My thoughts on fi-core

by Paul William Tenny

I figure I'll pontificate a little bit while my satellite Internet connection is down (rain) for who knows how long, on an issue I find interesting, conflicting, and vitally important to talk about: financial-core.

Fi-core is a labor term used to define a person who refuses to pay their union dues for political activities they disagree with. That's not politics in the traditional sense, but instead refers to the unions organizing tactics.

People who do this aren't bound by hardly any union rules, don't have to obey a strike, yet still benefit from all the things they fight against when the union signs new contracts -- which fi-core members can't vote against, because put simply, they can't vote at all.
John Ridley has recently gone fi-core, which has stirred up some debate about whether or not these people should be ostracized for stabbing their fellow writers in the back, or respected but mostly ignored.

Put simply, I don't think fi-core members ought to be allowed to benefit from the results of a contract they won't help fund and fight for, but there's no legal or practical way to make that happen. There's little personal sacrifice to making that choice and yet the damage to the union and the cause is considerable.

Yet, I actually agree that it's something that needs to exist. You see, membership in the WGA is compulsory to a degree. If you do something that qualifies then you either join, you can't work again in that system until you do. It's shitty, but the only way a union has leverage.

Thus, if you don't like unions and what they do, you can go "fi-core" and only contribute what is required to make the guild function, and can pretty much go your own way for the most part.

John Ridley did this, as was his right, and I respect his decision because he did it for precisely the reason the right exists in the first place: he doesn't like the guild, its elected leadership, their strategy, or what they are doing.

I don't know this either way, but I wouldn't be surprised if he voted against the strike to begin with.

That said, the goals of fi-core members don't have to be exclusive of the goals of regular membership.
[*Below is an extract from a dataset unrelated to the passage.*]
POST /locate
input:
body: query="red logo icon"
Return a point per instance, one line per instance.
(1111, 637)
Ridley can go fi-core if it suits him, he is welcome and encouraged (by me) to air his concerns publicly, and if he chooses he can go back to work.

In my mind, that last part is what defines him and the people who choose that path. It's not going fi-core that makes you a back stabbing, self centered weasel, it's the going-back-to-work part.
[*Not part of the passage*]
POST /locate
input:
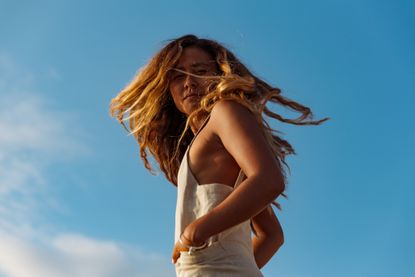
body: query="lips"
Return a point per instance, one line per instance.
(191, 95)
Ridley can disagree with what Patric Verrone and David Young have done and are doing, and the guy is certainly entitled to his opinions in a great many things more than just that.

However, he could still choose to support his brethren by staying at home during the strike until they get a fair deal. Protest all you want John, run against the leadership if you think you can do better (oh wait, you can't now..) but what defines you is what you've done after you've made your point.

For holding true to his ideas and his principles and going fi-core, John Ridley has my respect. For breaking the line and offering to go back to work, he's a piece of crap that doesn't deserve earn to a check for writing ever again.